BAŞKAN - Sayın Korkmaz, lütfen oturun.

Sayın Bakan, sorulara cevap verin siz, lütfen karşılıklı konuşmayalım.

MİLLÎ SAVUNMA BAKANI İSMET YILMAZ (Sivas) - Peki, bir başka husus, dediği gibi, OYAK'ta temsil konusunda. OYAK'ta şu anda Silahlı Kuvvetleri temsil eden 2 tane arkadaşımız var, birisi general, birisi astsubay. Dolayısıyla, Silahlı Kuvvetlerde zaten Bakan ve diğer o komitenin atamış olduğu 4 yönetim kurulu üyesi var. O 2 üyeden 1 tanesi general, 1 tanesi de astsubay. Hatta, doktorasını yapmış, hukuk üzerine de eğitimini yapmış, kendisiyle gurur duyduğum bir kardeşim.
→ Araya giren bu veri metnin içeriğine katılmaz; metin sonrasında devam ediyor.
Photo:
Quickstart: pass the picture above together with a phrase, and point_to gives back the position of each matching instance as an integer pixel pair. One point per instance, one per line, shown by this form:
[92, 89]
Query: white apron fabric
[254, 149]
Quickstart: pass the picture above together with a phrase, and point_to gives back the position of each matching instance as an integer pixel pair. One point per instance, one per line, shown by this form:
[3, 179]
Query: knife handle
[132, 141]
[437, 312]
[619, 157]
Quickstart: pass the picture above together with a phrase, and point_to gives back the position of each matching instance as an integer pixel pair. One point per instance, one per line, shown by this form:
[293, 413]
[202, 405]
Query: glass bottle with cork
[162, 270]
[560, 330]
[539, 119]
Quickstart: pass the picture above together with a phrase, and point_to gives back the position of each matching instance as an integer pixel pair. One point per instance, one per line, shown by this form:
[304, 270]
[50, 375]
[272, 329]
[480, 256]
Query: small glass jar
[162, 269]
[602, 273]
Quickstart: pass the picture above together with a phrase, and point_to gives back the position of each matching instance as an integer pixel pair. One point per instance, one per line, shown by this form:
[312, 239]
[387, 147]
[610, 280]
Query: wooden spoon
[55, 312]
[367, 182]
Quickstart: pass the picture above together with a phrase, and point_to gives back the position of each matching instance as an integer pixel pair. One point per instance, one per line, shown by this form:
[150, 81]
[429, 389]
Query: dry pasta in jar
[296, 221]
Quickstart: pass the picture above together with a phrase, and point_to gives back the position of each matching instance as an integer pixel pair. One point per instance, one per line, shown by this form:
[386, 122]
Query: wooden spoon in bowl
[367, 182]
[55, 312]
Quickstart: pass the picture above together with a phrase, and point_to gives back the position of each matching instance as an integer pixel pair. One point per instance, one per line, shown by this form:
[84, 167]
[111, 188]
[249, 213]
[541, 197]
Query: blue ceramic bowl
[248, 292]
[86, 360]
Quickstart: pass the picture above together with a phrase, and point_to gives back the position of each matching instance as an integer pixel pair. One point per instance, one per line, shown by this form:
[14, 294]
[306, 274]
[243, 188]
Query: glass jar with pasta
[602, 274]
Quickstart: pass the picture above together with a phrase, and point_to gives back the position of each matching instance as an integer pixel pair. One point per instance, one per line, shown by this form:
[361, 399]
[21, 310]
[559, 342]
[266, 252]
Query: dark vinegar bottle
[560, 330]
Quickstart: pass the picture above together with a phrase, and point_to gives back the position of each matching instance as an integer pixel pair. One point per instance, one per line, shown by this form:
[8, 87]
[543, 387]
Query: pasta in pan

Yine, biz, dört yıllık okulu bitirmiş olması kaydıyla uzman erbaşların da, uzman jandarmaların da, astsubayların da, sivil memurların da -1'inci derecede astsubaylar da buna dâhil- dört yıllık okulu bitirmiş olması kaydıyla emekli olabilmelerine ilişkin yasal değişikliği yaptık.

HASAN HÜSEYİN TÜRKOĞLU (Osmaniye) - Kimse olamıyor ama, hep 2'den oluyor.

MİLLÎ SAVUNMA BAKANI İSMET YILMAZ (Sivas) - Birinci dereceden olur. "İşte, terörle mücadeleyle ilgili ne gibi tedbirler alıyorsunuz?" Biraz öncede açıkladım, dediği gibi. Eğer ki Silahlı Kuvvetlerimiz veya emniyet güçlerimiz bu terörle mücadele konusunda gerek teknik donanımları, gerek hukuki eksiklikleri neyse? Mesela, bunlardan bir tanesi de dediğim gibi bu askerî güvenlik bölgelerinin sadece operasyon döneminde ilan edilmesiydi. Gördünüz, bunu da getiriyoruz. Biz bir olursak, beraber olursak, Türkiye büyüyünce herkesin kazanacağını, Türkiye kaybedince herkesin kaybedeceğini fark edersek, inanırsak, bilirsek ve Türkiye'yi daha güçlü yaparsak bundan herkesin menfaati olur. Biz bu düşünceyle gidersek inşallah çok daha iyi olacak diye düşünüyorum.

Bir başka kardeşim, yine, bu 45 yaşında emekli olanlar? Türk Silahlı Kuvvetleri personelinin emekli yaşlarını söylemek istiyorum Muhterem Başkan, sayın milletvekilleri; mesela subaylarımız 52 yaşında emekli oluyor, astsubaylarımız 55 yaşında emekli oluyor. Uzman jandarmalar 56 yaşında, uzman erbaşlar 45 yaşında ancak bunlardan emekliliğini hak etmemiş olanlar var ise yine Millî Savunma Bakanlığı veya Türk Silahlı Kuvvetleri kadrolarında sivil memur olarak istihdam edilebilme imkânı var. O da emekli olurlarsa, kazanırlarsa, kazandıklarında da tekrar yine emekliliğe sevk ediliyorlar, diyelim.

Yüce heyetinizi saygıyla selamlıyorum.